# Introduction

<div class="alert alert-danger">

  Originally copied from https://github.com/Sayan98/pytorch-segnet

</div>

# Imports

In [1]:
import os
import time
import numpy as np
import matplotlib.pyplot as plt
import PIL
import torch
import segnet

# VOC2007 Dataset

In [2]:
# TODO: Change me

VOC_CLASSES = ('background',  # always index 0
               'aeroplane', 'bicycle', 'bird', 'boat',
               'bottle', 'bus', 'car', 'cat', 'chair',
               'cow', 'diningtable', 'dog', 'horse',
               'motorbike', 'person', 'pottedplant',
               'sheep', 'sofa', 'train', 'tvmonitor')

NUM_CLASSES = len(VOC_CLASSES) + 1

In [8]:
VOC_CLASSES = ('background',  # always index 0
               'pipe')

NUM_CLASSES = len(VOC_CLASSES)

In [9]:
# TODO: Change me

class PascalVOCDataset(torch.utils.data.Dataset):
    """Pascal VOC 2007 Dataset"""
    def __init__(self, list_file, img_dir, mask_dir, transform=None):
        self.images = open(list_file, "rt").read().split("\n")[:-1]
        self.transform = transform

        self.img_extension = ".jpg"
        self.mask_extension = ".png"

        self.image_root_dir = img_dir
        self.mask_root_dir = mask_dir

        self.counts = self.__compute_class_probability()

    def __len__(self):
        return len(self.images)

    def __getitem__(self, index):
        name = self.images[index]
        image_path = os.path.join(self.image_root_dir, name + self.img_extension)
        mask_path = os.path.join(self.mask_root_dir, name + self.mask_extension)

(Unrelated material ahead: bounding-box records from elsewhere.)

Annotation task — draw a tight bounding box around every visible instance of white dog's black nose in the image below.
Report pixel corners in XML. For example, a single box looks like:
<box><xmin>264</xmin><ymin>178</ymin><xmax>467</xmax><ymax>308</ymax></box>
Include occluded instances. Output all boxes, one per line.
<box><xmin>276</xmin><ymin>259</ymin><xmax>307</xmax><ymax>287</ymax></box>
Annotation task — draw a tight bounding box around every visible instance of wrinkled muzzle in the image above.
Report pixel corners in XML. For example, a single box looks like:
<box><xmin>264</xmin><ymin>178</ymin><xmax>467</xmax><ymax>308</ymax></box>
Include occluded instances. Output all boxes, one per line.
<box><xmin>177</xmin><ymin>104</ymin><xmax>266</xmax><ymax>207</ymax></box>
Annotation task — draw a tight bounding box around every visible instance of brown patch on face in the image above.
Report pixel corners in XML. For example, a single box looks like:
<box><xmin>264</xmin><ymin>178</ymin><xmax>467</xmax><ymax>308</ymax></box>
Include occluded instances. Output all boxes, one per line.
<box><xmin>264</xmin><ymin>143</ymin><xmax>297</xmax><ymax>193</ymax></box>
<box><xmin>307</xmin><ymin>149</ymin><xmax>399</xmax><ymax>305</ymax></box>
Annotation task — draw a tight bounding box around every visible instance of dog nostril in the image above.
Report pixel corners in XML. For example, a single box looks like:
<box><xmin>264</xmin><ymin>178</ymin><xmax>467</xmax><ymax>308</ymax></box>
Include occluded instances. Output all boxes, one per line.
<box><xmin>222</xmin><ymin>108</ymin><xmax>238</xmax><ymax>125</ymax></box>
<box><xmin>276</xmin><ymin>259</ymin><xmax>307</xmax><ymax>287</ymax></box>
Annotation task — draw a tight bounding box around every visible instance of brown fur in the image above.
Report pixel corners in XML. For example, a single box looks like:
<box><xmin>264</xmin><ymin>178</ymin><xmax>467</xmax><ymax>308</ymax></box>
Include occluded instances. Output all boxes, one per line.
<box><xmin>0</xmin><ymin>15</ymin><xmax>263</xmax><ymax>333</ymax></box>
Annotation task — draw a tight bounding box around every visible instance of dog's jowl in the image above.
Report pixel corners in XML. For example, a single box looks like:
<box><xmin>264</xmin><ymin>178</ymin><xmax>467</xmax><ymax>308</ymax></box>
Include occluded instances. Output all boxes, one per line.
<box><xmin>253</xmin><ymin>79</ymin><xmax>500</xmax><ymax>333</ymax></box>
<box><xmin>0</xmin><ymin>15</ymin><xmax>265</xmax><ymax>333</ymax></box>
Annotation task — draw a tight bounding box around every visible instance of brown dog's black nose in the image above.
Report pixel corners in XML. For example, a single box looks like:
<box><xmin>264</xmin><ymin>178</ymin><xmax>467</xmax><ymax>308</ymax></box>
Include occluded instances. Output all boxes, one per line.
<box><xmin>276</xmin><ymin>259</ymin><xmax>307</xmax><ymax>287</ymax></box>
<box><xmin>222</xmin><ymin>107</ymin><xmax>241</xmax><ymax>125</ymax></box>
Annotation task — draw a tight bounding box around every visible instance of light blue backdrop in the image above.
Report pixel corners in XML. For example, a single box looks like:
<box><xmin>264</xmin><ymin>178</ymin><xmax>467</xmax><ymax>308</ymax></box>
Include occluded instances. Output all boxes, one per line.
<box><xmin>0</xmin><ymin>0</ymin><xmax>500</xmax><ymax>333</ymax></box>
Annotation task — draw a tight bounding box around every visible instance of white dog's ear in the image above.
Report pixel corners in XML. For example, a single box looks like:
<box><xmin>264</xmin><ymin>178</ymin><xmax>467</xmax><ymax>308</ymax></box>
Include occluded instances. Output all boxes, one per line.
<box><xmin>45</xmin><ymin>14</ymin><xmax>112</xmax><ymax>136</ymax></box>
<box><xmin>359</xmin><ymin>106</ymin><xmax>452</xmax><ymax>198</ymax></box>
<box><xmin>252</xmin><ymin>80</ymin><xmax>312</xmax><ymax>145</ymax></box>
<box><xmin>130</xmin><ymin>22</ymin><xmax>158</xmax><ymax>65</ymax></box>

        image = self.load_image(path=image_path)
        gt_mask = self.load_mask(path=mask_path)

        data = {
                    'image': torch.FloatTensor(image),
                    'mask' : torch.LongTensor(gt_mask)
                    }

        return data

    def __compute_class_probability(self):
        counts = dict((i, 0) for i in range(NUM_CLASSES))

        for name in self.images:
            mask_path = os.path.join(self.mask_root_dir, name + self.mask_extension)

            raw_image = PIL.Image.open(mask_path).resize((224, 224))
            imx_t = np.array(raw_image).reshape(224*224)
            imx_t[imx_t==255] = len(VOC_CLASSES)

            for i in range(NUM_CLASSES):
                counts[i] += np.sum(imx_t == i)

        return counts

    def get_class_probability(self):
        values = np.array(list(self.counts.values()))
        p_values = values/np.sum(values)

        return torch.Tensor(p_values)

    def load_image(self, path=None):
        raw_image = PIL.Image.open(path)
        raw_image = np.transpose(raw_image.resize((224, 224)), (2,1,0))
        imx_t = np.array(raw_image, dtype=np.float32)/255.0

        return imx_t

    def load_mask(self, path=None):
        raw_image = PIL.Image.open(path)
        raw_image = raw_image.resize((224, 224))
        imx_t = np.array(raw_image)
        # border
        imx_t[imx_t==255] = len(VOC_CLASSES)

        return imx_t

In [10]:
data_root = '/home/marcin/Datasets/VOC2007'
train_txt, val_txt = 'train_mini.txt', 'val_mini.txt'

In [11]:
data_root = '/home/marcin/Datasets/rovco/dataset'
train_txt, val_txt = 'train.txt', 'val.txt'

In [12]:
train_path = os.path.join(data_root, 'ImageSets/Segmentation', train_txt)
val_path = os.path.join(data_root, 'ImageSets/Segmentation/', val_txt)
img_dir = os.path.join(data_root, "JPEGImages")
mask_dir = os.path.join(data_root, "SegmentationClass")

save_dir = './savedir'
checkpoint = None

CUDA = True  # args.gpu is not None
GPU_ID = 0   # args.gpu

BATCH_SIZE = 16

In [13]:
train_dataset = PascalVOCDataset(list_file=train_path,
                                 img_dir=img_dir,
                                 mask_dir=mask_dir)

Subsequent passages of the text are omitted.